4 Reasons to Invest in Training Gig Workers
There are a lot of reasons not to invest in training for gig workers. For one thing, mandatory training for contract workers is illegal in the U.S., but there’s a lot more to this story, so let’s dig into it.
Most companies in the sharing economy rely on independent contractors to provide their services — these workers sign up to do a job without becoming employees. That means companies don’t have to pay benefits, but that also means they can’t make their employees do certain things, like take training.
There’s the fact that creating good training costs money. If you’re going to invest in training, you obviously want your workers to participate in your courses or modules. Why invest in learning and development at all if there’s no guarantee that your trainees will spend any time on the learning you created?
Those two points might seem like a solid argument against bothering with training, but you should do it anyway. Even if you can’t require your workers to take the training you provide, having sound training modules on hand is important. Learning is important for your brand, your customer experience, and — most importantly — your contractors are hungry for it.
Four reasons to invest in training gig workers:
1. Learning corrects issues before they start.
We’ve all heard gig economy horror stories. Delivery drivers who hurl packages down the driveway like bowling balls rather than walk them to the front step. Uncommunicative personal shoppers. Drivers that accept and then cancel rides.
Some gig economy companies require training as remediation. For example, if an Uber driver’s rating drops below 4.6 stars they can be suspended until they take a four-hour basic driver training course. (That course is provided by an outside company and drivers are required to pay out of pocket for it.)
Training can help you get out in front of some of those issues. For example, a new shopper without training might get a low rating because she didn’t understand how much she needs to communicate with the customer when she’s at the store for them. But if she’d chosen to take training, she’d have a better understanding of how long it should take to shop her order, and how much communication is the right amount. By the same token, a driver for a ridesharing company might cancel a ride because it’s too short, but training can help that driver understand that accepting and canceling a ride makes the company look bad. (No matter how much training you offer, probably not much hope for a parcel-flinging delivery driver, however.)

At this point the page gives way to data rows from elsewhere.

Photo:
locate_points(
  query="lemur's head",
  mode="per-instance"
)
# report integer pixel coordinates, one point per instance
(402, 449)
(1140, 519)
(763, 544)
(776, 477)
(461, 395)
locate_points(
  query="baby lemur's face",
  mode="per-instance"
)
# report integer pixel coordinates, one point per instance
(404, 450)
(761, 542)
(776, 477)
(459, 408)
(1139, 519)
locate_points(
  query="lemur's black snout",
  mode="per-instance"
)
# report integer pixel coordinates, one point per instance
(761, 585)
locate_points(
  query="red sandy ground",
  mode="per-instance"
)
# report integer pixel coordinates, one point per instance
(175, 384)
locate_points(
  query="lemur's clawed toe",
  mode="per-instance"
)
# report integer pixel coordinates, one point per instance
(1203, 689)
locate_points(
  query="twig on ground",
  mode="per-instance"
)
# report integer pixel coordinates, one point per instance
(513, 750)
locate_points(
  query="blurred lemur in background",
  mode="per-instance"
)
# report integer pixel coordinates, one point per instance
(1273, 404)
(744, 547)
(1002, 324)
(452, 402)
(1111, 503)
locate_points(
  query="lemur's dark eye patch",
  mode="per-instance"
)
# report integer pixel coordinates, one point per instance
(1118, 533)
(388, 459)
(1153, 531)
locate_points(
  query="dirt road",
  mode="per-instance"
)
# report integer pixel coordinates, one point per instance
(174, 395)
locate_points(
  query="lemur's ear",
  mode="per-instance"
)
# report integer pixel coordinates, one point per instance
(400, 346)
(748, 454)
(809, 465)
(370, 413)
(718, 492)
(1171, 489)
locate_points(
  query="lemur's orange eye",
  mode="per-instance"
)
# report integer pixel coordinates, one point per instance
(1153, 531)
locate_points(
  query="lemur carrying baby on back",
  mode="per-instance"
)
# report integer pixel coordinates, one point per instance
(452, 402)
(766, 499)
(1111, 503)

2. Learning helps provide a consistent experience across your brand.
When it comes to your contractors, there’s more to brand consistency than making sure they’re all wearing a yellow safety vest or carrying a branded shopping tote. You want them to have the same approach to customer service as well. They are, after all, the face of your brand.
While independent contractors are legally free from what the Internal Revenue Service calls “behavioral control,” (that means that employers can’t tell them how to do their jobs), you still need to provide your customers with a consistent brand experience. After all, the customer chose to do business with you and they expect you to follow through with your brand promise.
A good way to do this is offer voluntary training offering guidance on customer experience and professionalism. That way, no matter which of your workers assembles their furniture or gives them a ride, your customers will have a consistent brand experience.
3. Gig workers often seek training.
Think workers won’t take the training you provide for them? That’s not the case. Take Uber and Lyft, for example. Several third-party companies have moved into the void where driver training could be, offering both paid and free training materials.
Uber does offer some resources for drivers — there are onboarding tutorials that walk them through the driver app and remedial training, as I mentioned earlier. Those training materials don’t always meet the needs of drivers, who want information about more complex problems — like how to deal with drunk passengers, for example.
A number of third parties have stepped into this training vacuum: ride-sharing blogs offer information for free, drivers have posted “training modules” on YouTube, and some entrepreneurs offer paid courses for drivers. It’s the same across the board. Google any sharing economy company and the word “training” and you’ll find a variety of training materials, free and paid, from various third parties.
There’s nothing wrong with the abundance of training available online for workers who want to learn. A lot of it is created by people who have worked as gig workers themselves. But there is some risk involved in not offering your own training materials — as the company, you have access to the most up-to-date and accurate information. And while some of the online training is created by responsible people who just want to help out their fellow gig workers, anyone can post a video to YouTube.
It comes down to this: do you want your workers getting information from you or from someone they found online because you don’t offer the training they need?
There are a number of independent and third-party training programs and guides available for gig economy companies online. Do you want your workers getting their information from those sources, or from you?
4. You’ll find out who your most engaged workers are.
While not every gig worker is going to take the training you have on offer, the ones that do are highly motivated. They’re trying to make a steady income out of gig work, so it’s in their interest to put in a lot of unpaid time taking courses and devouring every piece of information they can find that will make them better at their jobs.
For example, one Uber driver was quoted as saying he spends between two and four hours a week reading blogs and forums about ridesharing. The same article states that hundreds of drivers signed up for a paid course run by a ridesharing blog.
The workers who are doing this research are invested in your company. They’re likely the ones who are providing good customer service and working for you frequently. If you don’t currently offer training on your own learning platform, there’s no way for you to know who is spending the time on training and trying to improve as a worker.